Maalesef. Ne olur? Gidersiniz, herkesin yaptığı gibi yurt dışında yaparsınız ama ben bunu neden gavurda yapayım? Benim ülkemde neden yasal değil?

 Kanserden sonra hayattaki öncelikleriniz değişiyor mu?

Maddiyatı ve kariyer planlarınızda egolarınızın öne çıktığı her şeyi, “A ne saçmaymış” deyip kenara atıyorsunuz.

 Bu süreçte neler öğrendiniz?

Konuşarak her şeyin çözülebileceğini, hiçbir şeyi biriktirmemek gerektiğini öğrendim. İnsanları suçlamamaya başladım. Herkes kendi doğrusuna göre davranıyor. “Seni çok seviyorum ama bu konuda yardımcı olamayacağım” diyemezdim mesela. Ama şimdi insanlara hayır diyebileceğimi öğrendim. Daha evvel beni çok üzen, kahreden bir şeye, şimdi “olmuş
ne yapalım, çözümü ne” diye bakıyorum. Olmuyorsa da; “Düzeltmek istedik, olmadı” diyorum.

“Sevgilim niye hasta bir kadınla uğraşsın ki?”

 Bir kadın neden en zor gününde deli gibi âşık olduğu 14 yıllık sevgilisinden ayrılmak ister?

Seviyorsanız, git dersiniz. Sevmek, karşınızdakinin de özgür kalmasını sağlayabilmektir. Niye hasta bir kadınla uğraşsın? Yeri geldi altım temizlendi, sıkıntılı bir süreçti bu. O mutlu olmazsa, gözlerindeki mutsuzluğu görürsem, ben nasıl mutlu olurum? Zaten o ilişkiden ne hayır gelir? Ayrıca niye ben o adamın hayatına engel olayım? Ama o gitmedi.

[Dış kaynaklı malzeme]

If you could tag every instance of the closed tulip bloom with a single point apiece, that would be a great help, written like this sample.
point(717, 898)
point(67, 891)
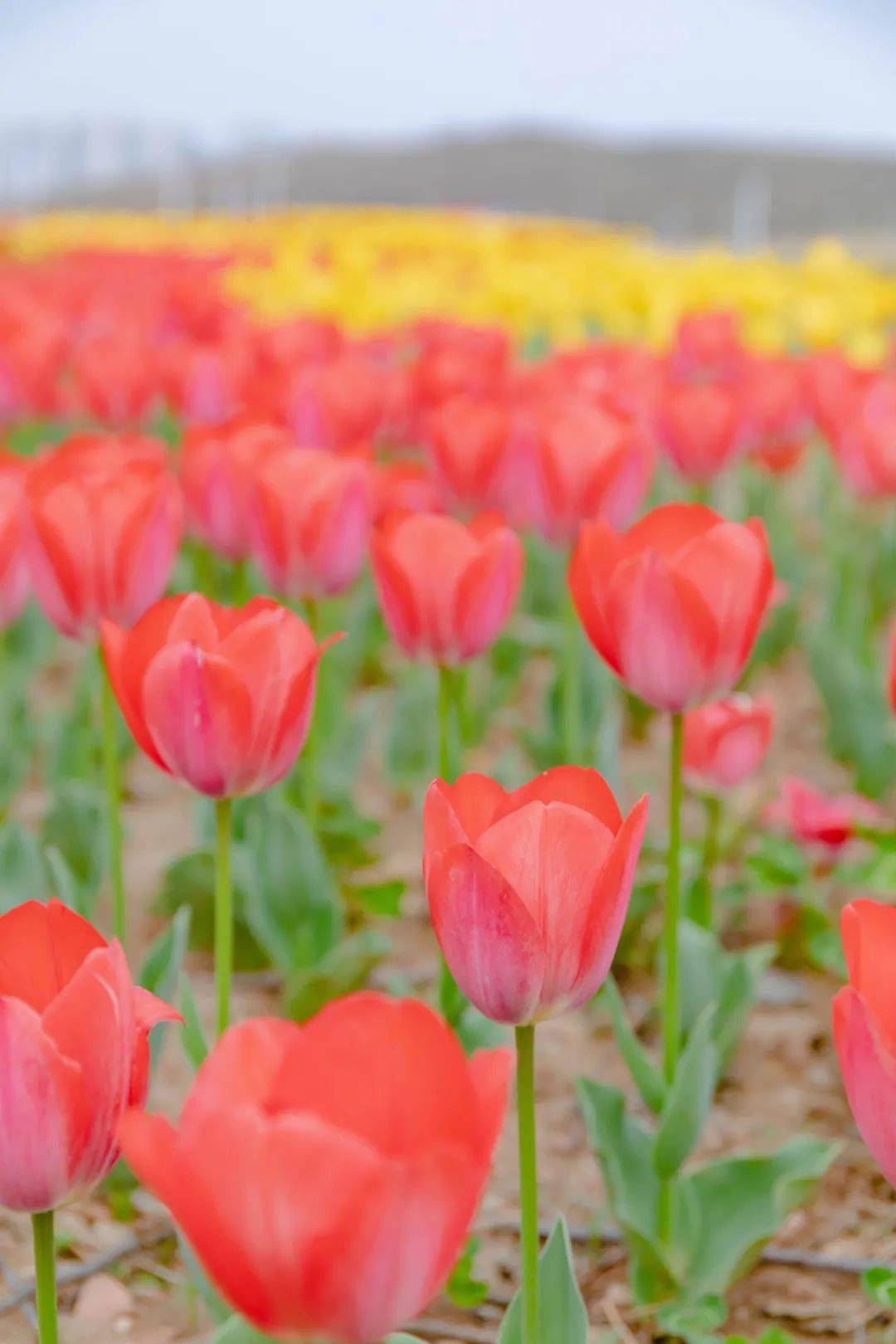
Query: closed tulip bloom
point(674, 604)
point(14, 563)
point(446, 589)
point(105, 520)
point(865, 1027)
point(469, 438)
point(726, 741)
point(699, 425)
point(528, 890)
point(312, 520)
point(327, 1175)
point(811, 816)
point(590, 464)
point(218, 696)
point(74, 1049)
point(219, 468)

 Eşiniz hep yanınızda mıydı?

Evet, evde yardımcımız olmasına rağmen sabah, öğle, akşam ilaçlarımı bizzat kendisi içirdi. Günlerce işe gitmediğini bilirim.

“Amacımız, bir engelliler üniversitesi”

Beşiktaş Belediyesi ile engellilerin meslek sahibi olması konusunda bir projeniz varmış...

Arsen Vakfı ile beraber böyle bir işe kalkıştık. Amacımız; engelleri ortadan kaldırmak. Toplumda engellilere, eve mahkum insanlar gözüyle bakılıyor. Ben ve benim gibi düşünenler bu vakfı kurdular. Ben de bir oyuncu ve eğitmen olarak ders vermek istedim.

 Projenin asıl amacı ne?

O insanların da bizler gibi her yerde iş bulabilmelerini sağlamak. Kurgu, seslendirme ve dublajı oturdukları yerden yapabilirler. Arsen Vakfı’nın amaçlarından biri de dünyadaki ilk engelliler üniversitesini kurmak.